PUC Academic Vice-President Nancy Lecourt pointed to the educational relevance of international trips, such as those taken to Brazil, Costa Rica, and Nicaragua, which offer “high-impact learning practices” for those in attendance.

“High impact practices are activities that research has shown to make a difference in student success in college,” she explained. “They are active learning experiences where the students are so fully engaged that they learn more deeply. They allow students to take theoretical knowledge and try it out in the real world.”

One of those students who participated in a mission trip over spring break was Jamie Wittwer, a biology major from Las Vegas, Nevada.

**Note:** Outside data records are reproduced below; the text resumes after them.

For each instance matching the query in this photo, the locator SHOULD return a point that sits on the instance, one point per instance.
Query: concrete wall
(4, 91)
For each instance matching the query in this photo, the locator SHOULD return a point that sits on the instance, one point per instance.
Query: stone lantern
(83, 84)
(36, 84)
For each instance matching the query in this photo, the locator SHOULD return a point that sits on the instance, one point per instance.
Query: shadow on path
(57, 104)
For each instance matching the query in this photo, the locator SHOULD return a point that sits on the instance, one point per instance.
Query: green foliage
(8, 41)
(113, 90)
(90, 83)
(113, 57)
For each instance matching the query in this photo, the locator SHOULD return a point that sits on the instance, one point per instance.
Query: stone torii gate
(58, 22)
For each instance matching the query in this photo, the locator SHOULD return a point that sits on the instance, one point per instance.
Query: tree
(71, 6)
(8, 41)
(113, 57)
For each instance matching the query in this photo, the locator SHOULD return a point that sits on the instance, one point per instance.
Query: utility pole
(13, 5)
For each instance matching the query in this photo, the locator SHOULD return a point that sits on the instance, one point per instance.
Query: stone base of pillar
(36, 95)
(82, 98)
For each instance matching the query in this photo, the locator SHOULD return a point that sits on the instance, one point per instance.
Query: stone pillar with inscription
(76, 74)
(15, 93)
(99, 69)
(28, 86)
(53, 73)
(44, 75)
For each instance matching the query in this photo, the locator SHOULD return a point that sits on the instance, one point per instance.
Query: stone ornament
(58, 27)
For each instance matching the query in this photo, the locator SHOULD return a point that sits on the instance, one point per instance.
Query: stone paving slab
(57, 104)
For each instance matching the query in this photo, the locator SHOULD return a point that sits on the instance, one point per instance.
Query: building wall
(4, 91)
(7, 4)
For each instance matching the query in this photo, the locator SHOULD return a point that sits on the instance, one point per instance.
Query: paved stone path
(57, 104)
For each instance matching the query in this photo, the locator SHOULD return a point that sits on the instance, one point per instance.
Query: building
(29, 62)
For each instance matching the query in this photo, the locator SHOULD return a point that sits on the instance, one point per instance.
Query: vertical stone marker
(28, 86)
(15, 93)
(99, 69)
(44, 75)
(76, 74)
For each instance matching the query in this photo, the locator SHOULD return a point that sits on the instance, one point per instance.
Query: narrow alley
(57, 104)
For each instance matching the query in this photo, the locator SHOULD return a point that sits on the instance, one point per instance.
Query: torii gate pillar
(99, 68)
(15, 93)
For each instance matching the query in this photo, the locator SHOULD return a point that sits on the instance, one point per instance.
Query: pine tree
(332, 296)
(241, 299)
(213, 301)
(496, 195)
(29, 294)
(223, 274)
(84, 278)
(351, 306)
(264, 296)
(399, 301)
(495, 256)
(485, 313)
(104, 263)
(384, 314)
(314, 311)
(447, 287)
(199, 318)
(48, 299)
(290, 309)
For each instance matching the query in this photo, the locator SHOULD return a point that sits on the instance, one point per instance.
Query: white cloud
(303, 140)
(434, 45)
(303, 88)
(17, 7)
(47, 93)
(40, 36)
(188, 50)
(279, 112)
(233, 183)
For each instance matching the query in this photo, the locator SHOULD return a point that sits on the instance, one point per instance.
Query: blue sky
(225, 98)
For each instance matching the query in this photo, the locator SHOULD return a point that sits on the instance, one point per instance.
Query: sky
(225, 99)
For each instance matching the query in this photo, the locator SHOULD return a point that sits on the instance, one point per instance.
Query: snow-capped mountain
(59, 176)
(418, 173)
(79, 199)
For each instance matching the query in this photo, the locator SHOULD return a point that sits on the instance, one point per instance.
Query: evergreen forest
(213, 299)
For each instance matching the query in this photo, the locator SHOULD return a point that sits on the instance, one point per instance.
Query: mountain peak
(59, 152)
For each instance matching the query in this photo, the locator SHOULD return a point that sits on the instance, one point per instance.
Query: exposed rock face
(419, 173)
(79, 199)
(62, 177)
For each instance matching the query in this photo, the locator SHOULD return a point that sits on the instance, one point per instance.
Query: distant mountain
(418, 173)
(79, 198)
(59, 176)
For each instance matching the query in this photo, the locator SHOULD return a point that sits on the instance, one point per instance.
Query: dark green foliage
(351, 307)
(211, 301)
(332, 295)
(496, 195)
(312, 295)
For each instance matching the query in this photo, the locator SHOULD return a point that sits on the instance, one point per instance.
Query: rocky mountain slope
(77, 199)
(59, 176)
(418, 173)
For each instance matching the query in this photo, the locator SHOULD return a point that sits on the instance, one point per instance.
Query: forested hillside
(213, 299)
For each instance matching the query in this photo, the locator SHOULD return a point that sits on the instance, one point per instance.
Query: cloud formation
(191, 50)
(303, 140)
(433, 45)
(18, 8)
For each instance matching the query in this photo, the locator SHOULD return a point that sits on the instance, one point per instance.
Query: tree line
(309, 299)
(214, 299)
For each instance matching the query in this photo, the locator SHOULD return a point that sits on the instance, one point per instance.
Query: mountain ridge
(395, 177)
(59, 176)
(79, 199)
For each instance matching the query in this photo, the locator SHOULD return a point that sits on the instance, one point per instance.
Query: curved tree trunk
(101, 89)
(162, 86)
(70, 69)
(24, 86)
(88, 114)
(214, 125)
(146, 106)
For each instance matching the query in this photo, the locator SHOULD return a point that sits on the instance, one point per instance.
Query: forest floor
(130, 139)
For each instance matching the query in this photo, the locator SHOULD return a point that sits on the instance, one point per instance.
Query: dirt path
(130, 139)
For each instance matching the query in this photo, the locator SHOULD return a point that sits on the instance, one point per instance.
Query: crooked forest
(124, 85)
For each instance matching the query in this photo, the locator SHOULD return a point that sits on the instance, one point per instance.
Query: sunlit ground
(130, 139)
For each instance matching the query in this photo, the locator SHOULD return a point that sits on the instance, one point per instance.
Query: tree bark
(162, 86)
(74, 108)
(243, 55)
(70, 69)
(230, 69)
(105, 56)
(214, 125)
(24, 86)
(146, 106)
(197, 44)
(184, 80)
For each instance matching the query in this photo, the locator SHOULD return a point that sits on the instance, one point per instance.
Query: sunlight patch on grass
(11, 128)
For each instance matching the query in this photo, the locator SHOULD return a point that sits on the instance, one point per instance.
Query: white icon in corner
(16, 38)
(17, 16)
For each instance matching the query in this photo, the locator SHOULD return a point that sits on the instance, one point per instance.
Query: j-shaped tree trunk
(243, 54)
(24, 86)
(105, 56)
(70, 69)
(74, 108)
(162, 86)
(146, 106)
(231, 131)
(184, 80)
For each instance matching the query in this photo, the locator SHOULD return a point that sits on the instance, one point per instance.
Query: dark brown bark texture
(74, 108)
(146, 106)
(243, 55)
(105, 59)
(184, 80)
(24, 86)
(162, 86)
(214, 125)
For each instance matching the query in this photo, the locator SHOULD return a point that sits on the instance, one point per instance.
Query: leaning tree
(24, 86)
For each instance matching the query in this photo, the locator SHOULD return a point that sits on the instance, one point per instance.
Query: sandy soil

Among other things, Wittwer appreciated how the trip taught her to be grateful in her own life.

“Going to the Amazon actually made me really realize how good we have it here,” she said. “Honestly, just living on the boat, showering in disgusting water and always feeling dirty, it just made me really thankful for the things I have here.”

“It was really challenging talking to the people in Brazil,” Wittwer continued, “but it was fun being able to communicate even though there was a language barrier that we had to cross. The most positive thing for me though was just helping so many people and having a lot of fun getting to know the other students that went on the trip with me.”

Maia shared that the transformation he observed in the lives of the students was quite incredible.

“It's great to see how the students change in just one week when they have an opportunity to go and serve a community. We’re already looking forward to going back.”